Lafetten: Die Wände der Feldlafette C/64 waren ähnlich geformt wie die der Feldlafette C/61, waren jedoch nur für das Schildzapfenlager ausgeschnitten. Die Ausschnitte für die Achsfutter sowie die Wanddurchbrüche für die Richtwelle entfielen. Dadurch konnten die Wandstärken deutlich reduziert werden, was letztlich zu der oben genannten Gewichtsreduzierung führte. In die Lafette war jetzt eine Wellenrichtmaschine mit doppelter Gewindespindel eingebaut. Diese hatte gegenüber der Ausführung C/61 den großen Vorteil, dass sich auf Grund der Doppelspindel die Richtzeit deutlich reduzierte. Außerdem stand die Richtsohle bei dieser Ausführung nicht mehr auf der Richtspindel auf, sondern war hängend angeordnet, was in Bezug auf die Haltbarkeit große Vorteile bot. Die Achse war jetzt aus Gussstahl gefertigt. Auf Grund des Wegfalls der Achsfutter musste sie durch seitlich angebrachte Diagonalstreben stabilisiert werden. Als Räder wurden jetzt sogenannte „Thonet’sche Räder“ verwendet. Diese bestanden aus einer bronzenen Nabe, zwölf Speichen und dem Felgenkranz mit dem eisernen Radreifen. Der Durchmesser der Räder betrug 59,20 Zoll. Die 6-pfündige Lafette hatte eine Lagerhöhe von 3 Fuß 7,20 Zoll bei einer Gleisbreite von 58,50 Zoll.
Technische Daten
Zur Umrechnung wurden die Zahlenwerte der preußischen Maß- und Gewichtsordnung vom 16. Mai 1816 zugrunde gelegt.[7]

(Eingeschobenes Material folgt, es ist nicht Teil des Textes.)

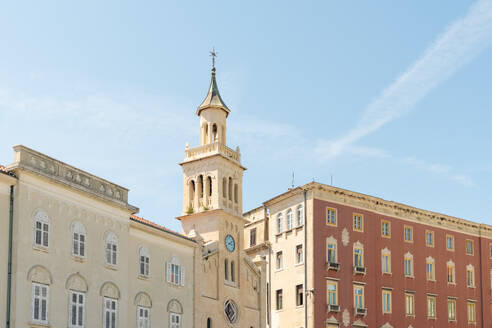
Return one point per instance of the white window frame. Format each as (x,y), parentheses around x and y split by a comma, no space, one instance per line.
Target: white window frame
(77,306)
(110,311)
(40,298)
(142,321)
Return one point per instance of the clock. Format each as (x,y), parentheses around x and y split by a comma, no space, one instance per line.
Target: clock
(230,243)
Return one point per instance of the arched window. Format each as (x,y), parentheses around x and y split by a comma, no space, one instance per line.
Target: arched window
(78,239)
(289,219)
(144,261)
(279,223)
(300,215)
(41,228)
(224,187)
(111,249)
(230,188)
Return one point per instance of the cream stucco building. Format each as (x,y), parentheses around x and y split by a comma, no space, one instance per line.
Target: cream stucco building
(74,254)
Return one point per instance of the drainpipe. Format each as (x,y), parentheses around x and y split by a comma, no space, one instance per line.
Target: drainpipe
(305,259)
(9,277)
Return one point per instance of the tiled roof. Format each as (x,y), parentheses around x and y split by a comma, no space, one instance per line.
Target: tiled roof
(157,226)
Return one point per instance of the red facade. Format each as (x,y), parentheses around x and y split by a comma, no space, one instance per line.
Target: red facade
(374,281)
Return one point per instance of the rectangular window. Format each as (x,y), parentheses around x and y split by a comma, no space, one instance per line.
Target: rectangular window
(429,238)
(471,312)
(252,237)
(279,298)
(279,260)
(450,243)
(451,309)
(331,216)
(40,297)
(386,263)
(299,295)
(332,292)
(359,297)
(431,307)
(385,229)
(299,254)
(110,313)
(143,317)
(358,222)
(175,320)
(386,301)
(77,310)
(408,234)
(331,253)
(469,246)
(409,304)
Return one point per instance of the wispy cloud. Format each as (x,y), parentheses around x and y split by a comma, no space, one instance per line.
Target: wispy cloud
(461,41)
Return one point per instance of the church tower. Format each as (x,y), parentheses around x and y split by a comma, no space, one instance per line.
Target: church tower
(230,286)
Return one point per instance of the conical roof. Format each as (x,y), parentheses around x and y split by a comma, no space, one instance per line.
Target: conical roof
(213,99)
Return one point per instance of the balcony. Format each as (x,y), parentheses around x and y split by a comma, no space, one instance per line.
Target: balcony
(332,266)
(359,270)
(216,148)
(332,308)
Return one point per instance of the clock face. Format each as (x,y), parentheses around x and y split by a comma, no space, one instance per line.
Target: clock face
(230,243)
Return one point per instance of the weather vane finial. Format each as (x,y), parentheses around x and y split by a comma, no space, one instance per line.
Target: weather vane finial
(213,54)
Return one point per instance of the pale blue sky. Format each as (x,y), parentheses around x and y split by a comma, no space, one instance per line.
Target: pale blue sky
(392,98)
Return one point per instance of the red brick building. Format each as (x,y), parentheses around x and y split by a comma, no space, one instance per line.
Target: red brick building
(371,262)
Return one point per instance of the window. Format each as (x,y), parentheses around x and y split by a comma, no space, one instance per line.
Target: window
(111,249)
(144,261)
(431,307)
(299,295)
(332,293)
(386,261)
(409,304)
(451,273)
(429,238)
(358,297)
(41,229)
(174,320)
(450,243)
(471,312)
(358,257)
(385,229)
(40,301)
(279,299)
(279,260)
(78,239)
(143,317)
(299,254)
(451,309)
(408,265)
(386,301)
(408,234)
(110,313)
(469,246)
(470,276)
(289,219)
(358,222)
(175,272)
(76,310)
(300,215)
(430,269)
(331,216)
(279,223)
(252,237)
(331,252)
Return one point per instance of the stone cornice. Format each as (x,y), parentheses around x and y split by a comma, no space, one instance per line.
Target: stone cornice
(60,172)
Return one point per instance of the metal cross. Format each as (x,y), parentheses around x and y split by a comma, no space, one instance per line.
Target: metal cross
(213,54)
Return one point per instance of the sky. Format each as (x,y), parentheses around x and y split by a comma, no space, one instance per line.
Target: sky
(387,98)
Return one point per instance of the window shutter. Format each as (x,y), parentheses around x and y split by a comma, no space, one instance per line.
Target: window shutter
(168,275)
(182,275)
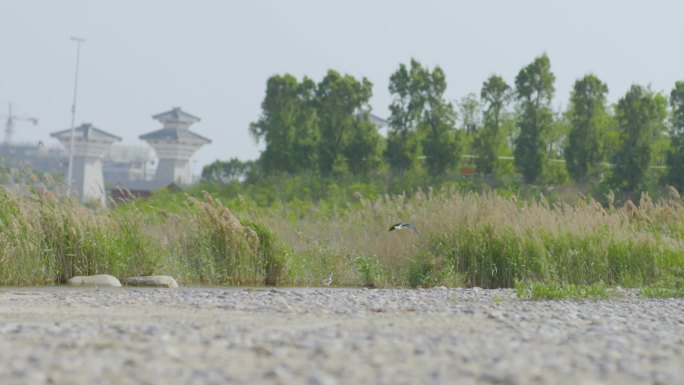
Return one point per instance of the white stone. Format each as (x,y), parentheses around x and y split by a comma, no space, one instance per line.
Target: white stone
(95,280)
(152,280)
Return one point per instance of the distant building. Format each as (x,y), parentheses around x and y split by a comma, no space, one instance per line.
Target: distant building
(174,144)
(90,144)
(127,163)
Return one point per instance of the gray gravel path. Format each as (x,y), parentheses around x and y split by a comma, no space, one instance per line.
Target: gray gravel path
(334,336)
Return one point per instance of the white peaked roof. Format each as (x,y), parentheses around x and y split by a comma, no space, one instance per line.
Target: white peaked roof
(176,115)
(88,133)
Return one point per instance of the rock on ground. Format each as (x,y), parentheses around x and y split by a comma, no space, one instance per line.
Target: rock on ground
(152,281)
(95,280)
(334,336)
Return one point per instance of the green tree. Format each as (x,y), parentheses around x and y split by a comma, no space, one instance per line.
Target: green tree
(675,155)
(534,91)
(348,140)
(488,143)
(640,117)
(440,141)
(288,125)
(403,145)
(587,115)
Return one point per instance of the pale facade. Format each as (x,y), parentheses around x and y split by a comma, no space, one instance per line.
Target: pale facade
(90,144)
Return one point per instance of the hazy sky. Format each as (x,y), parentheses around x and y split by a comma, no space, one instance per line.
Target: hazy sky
(212,58)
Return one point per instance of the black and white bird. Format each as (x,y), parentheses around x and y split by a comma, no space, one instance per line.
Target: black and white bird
(401,226)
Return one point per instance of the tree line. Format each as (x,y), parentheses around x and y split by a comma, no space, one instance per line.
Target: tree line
(326,129)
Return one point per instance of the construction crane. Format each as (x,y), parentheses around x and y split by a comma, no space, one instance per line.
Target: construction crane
(9,126)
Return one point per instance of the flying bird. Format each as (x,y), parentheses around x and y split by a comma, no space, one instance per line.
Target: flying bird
(328,280)
(401,226)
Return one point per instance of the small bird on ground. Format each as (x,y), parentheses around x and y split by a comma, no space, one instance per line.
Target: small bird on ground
(401,226)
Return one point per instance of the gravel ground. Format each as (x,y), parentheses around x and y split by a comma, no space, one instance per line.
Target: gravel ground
(334,336)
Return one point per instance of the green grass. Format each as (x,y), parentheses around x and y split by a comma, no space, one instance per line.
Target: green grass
(555,291)
(464,239)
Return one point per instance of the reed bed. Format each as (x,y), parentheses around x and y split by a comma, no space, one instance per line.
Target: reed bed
(463,239)
(47,240)
(486,240)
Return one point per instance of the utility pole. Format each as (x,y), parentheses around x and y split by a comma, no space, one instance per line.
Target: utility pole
(9,127)
(73,115)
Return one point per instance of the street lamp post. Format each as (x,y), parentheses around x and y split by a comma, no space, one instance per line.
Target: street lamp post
(73,116)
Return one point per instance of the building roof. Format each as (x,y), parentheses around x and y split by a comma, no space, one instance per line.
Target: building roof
(173,134)
(143,185)
(176,115)
(86,131)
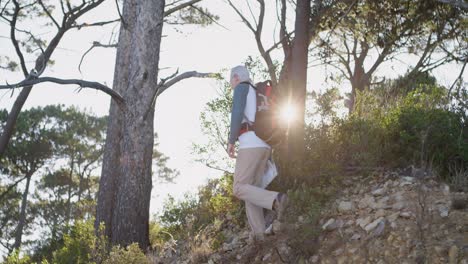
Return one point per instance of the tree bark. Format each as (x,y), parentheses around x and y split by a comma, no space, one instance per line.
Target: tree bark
(298,78)
(22,216)
(125,185)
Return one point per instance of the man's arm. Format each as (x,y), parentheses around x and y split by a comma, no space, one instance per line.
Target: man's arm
(238,107)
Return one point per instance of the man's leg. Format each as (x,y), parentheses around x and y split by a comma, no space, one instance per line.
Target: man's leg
(250,166)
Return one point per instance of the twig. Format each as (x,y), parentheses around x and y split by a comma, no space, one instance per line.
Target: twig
(81,83)
(95,44)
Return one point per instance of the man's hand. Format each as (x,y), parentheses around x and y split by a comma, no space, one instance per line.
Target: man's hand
(232,150)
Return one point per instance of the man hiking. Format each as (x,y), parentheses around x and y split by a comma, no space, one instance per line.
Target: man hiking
(252,156)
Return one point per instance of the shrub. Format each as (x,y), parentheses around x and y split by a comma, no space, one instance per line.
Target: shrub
(14,258)
(132,254)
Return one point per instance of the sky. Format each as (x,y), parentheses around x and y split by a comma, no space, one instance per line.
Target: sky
(205,49)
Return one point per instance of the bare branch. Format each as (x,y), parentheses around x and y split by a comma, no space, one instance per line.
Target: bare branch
(164,85)
(49,14)
(281,42)
(183,76)
(120,14)
(216,168)
(458,78)
(462,4)
(95,45)
(11,187)
(251,13)
(284,36)
(244,19)
(96,24)
(14,40)
(95,85)
(208,16)
(180,7)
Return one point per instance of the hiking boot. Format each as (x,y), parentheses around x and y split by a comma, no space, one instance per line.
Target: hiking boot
(280,204)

- Kaliber: 3,5 Zoll = 9,15 cm
- Rohrlänge: 78 Zoll = 2,04 m
- Munitionstyp/ Gewicht[8]
- Granaten bestehend aus: Eisenkern, Bleimantel, Sprengladung, Zünder. Gesamtgewicht: 13¾ Pfund, hiervon betrug die Sprengladung 15 Loth.
- Brandgranaten. Diese enthielten nur 12 Loth Sprengladung. Zusätzlich kamen noch sechs Brander zu je 1,5 Loth hinzu. Das Gesamtgewicht erhöhte sich dadurch um 6 Loth.
- Kartätschen: Diese waren mit 41 Zinkkugeln zu je 5 Loth gefüllt. Gesamtgewicht: 9 Pfund.
- Ladung: Geschossen wurde in der Regel mit 1,2 Pfund Geschützpulver im Kartuschbeutel. Für den sogenannten hohen Bogenschuss standen noch Kartuschen mit 0,6 und 0,3 Pfund Gewicht zur Verfügung.
- Züge: Der 6-Pfünder hatte 16 Keilzüge. Die Breite betrug am Ladungsraum 0,59 Zoll und an der Mündung 0,44 Zoll, bei einer Tiefe von 0,05 Zoll. Die Felder waren 0,10 bzw. 0,25 Zoll breit. Die Dralllänge betrug 16 Fuß.
- Gewicht: Das Geschütz wog komplett ausgerüstet 4120 Pfund.[9][10]
- Feldlafette ohne Ausrüstung: 992 Pfund
- Feldprotze ohne Ausrüstung: 889 Pfund
- Fünf Mann Personal (je 170 Pfund): 850 Pfund[11]
Literatur
- W. Witte: Die gezogenen Feldgeschütze C/61, C/64 und C/64/67. 3. Auflage, Ernst Siegfried Mittler und Sohn, Berlin 1867. (Nachdruck: J. Olmes, Krefeld 1971)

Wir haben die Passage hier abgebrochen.